You’re in a conversation and someone accuses you of being “on the wrong side of history” because of something you believe.
What would you say?
It’s common in debates over moral issues for one side to accuse the other of being on the “wrong” side of history. Is it true that the future is destined to follow a long arc that bends toward progressive ideas, and that traditional morality is headed for the “dustbin of history?”
Here are three things to consider when discussing the "right side" of history.
Am I on the Wrong Side of History?
You’re in a conversation and someone accuses you of being “on the wrong side of history” because of something you believe. What would you say?
It’s quite common in debates over moral issues for one side to accuse the other of being on the “wrong” side of history. Typically, this accusation is leveled at those who hold more traditional views about sexual morality, marriage and parenting, or abortion. Is it true that the future is destined to follow a long arc that bends toward progressive ideas, and that traditional morality is headed for the “dustbin of history?”
No. And here are three reasons why.
1. No one really knows “the right side of history.”
A look at the past reveals that there’s no way to know which group or idea is going to win. History is littered with the ruins of empires, cults, revolutions, thinkers, and leaders who at one time seemed unstoppable, but now only exist in history books. Most are far less important than they believed themselves to be at the time.
The past just doesn’t fit into an easy pattern. Sometimes the “bad guys” win. Sometimes the “good guys” aren’t all that great. Sometimes, the early winner loses in the long run. And that are in the moment have no way of knowing…
2. If history is headed in an inevitable direction, something or someone must be guiding it.
Throughout history, many cultures and peoples thought of time as cyclical, a repeating, never-ending circle of events.
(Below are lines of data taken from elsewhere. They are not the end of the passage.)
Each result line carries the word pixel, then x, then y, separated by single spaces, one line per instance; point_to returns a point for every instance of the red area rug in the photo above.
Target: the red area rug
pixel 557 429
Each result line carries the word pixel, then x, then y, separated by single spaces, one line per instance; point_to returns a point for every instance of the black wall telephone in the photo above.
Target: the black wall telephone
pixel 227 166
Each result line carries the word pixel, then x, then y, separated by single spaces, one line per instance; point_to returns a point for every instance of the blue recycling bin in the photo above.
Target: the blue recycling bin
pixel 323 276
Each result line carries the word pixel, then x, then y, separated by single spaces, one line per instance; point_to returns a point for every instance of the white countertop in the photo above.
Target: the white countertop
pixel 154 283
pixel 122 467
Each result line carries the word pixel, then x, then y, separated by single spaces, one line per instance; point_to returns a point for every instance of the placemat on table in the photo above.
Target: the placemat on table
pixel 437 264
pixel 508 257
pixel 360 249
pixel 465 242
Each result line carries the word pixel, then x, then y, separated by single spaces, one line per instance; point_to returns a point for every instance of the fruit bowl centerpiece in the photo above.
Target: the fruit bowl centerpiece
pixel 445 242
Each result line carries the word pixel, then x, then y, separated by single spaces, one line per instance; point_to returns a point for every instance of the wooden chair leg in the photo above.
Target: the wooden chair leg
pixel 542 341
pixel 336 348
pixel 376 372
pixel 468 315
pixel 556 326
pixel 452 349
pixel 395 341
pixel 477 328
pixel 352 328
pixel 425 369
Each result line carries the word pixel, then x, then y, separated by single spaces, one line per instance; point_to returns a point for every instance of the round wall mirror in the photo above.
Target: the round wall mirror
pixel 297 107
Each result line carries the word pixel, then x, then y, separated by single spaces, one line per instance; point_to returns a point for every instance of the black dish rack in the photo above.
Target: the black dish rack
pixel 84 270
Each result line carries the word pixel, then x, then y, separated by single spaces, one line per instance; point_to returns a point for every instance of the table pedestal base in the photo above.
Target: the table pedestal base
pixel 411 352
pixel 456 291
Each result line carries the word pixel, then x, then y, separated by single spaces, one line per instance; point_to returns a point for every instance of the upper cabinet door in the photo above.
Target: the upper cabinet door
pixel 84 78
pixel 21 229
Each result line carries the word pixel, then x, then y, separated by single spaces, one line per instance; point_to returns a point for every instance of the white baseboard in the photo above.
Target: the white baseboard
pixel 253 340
In the modern western world, we tend to think of time as linear, moving from a beginning to an eventual end. This is because of the influence of the Judeo-Christian worldview on the world, and the belief that God created the world and is guiding history according to His purposes.
In this view, history has a clear beginning and an end that is determined by God. We can only know what that end is if He has revealed it to us.
If there is no God, then history has no intended ending, and no one can predict where it is headed.
3. History is full of people who proclaimed they were “on the right side” but weren’t.
Everyone who accuses someone else of being “on the wrong side of history” always thinks that they are on the right side. But so did some of the most vicious and murderous political movements in human history.
Karl Marx relied heavily on the belief, borrowed from the philosopher Hegel, that history was moving toward an inevitable ideal. He claimed that ideal was Communism, and that the “long arc of history” would eventually lead to collapse of capitalism and the common rule of the working class. That didn’t happen, and tens of millions of people were killed by those convinced they were on the “right side of history.”
Naziism was also promoted with predictions of a thousand-year Reich that would inevitably triumph because of a stronger, purer race that was more fit to survive. History, thankfully, did not go as they planned.
At the same time, many people, from Nero to Freiderich Nietszche to the more recent “new-atheists” predicted that Christian beliefs and morals would end up in the dustbin of history. It has outlived all who prophesied Its demise.
So, the next time someone accuses you or your beliefs of being “on the wrong side of history, remember these three things:
1. No one really knows “the right side of history.”
2. If history is headed in an inevitable direction, something or someone must be guiding it.
3. History is full of people who thought they were “on the right side” but weren’t.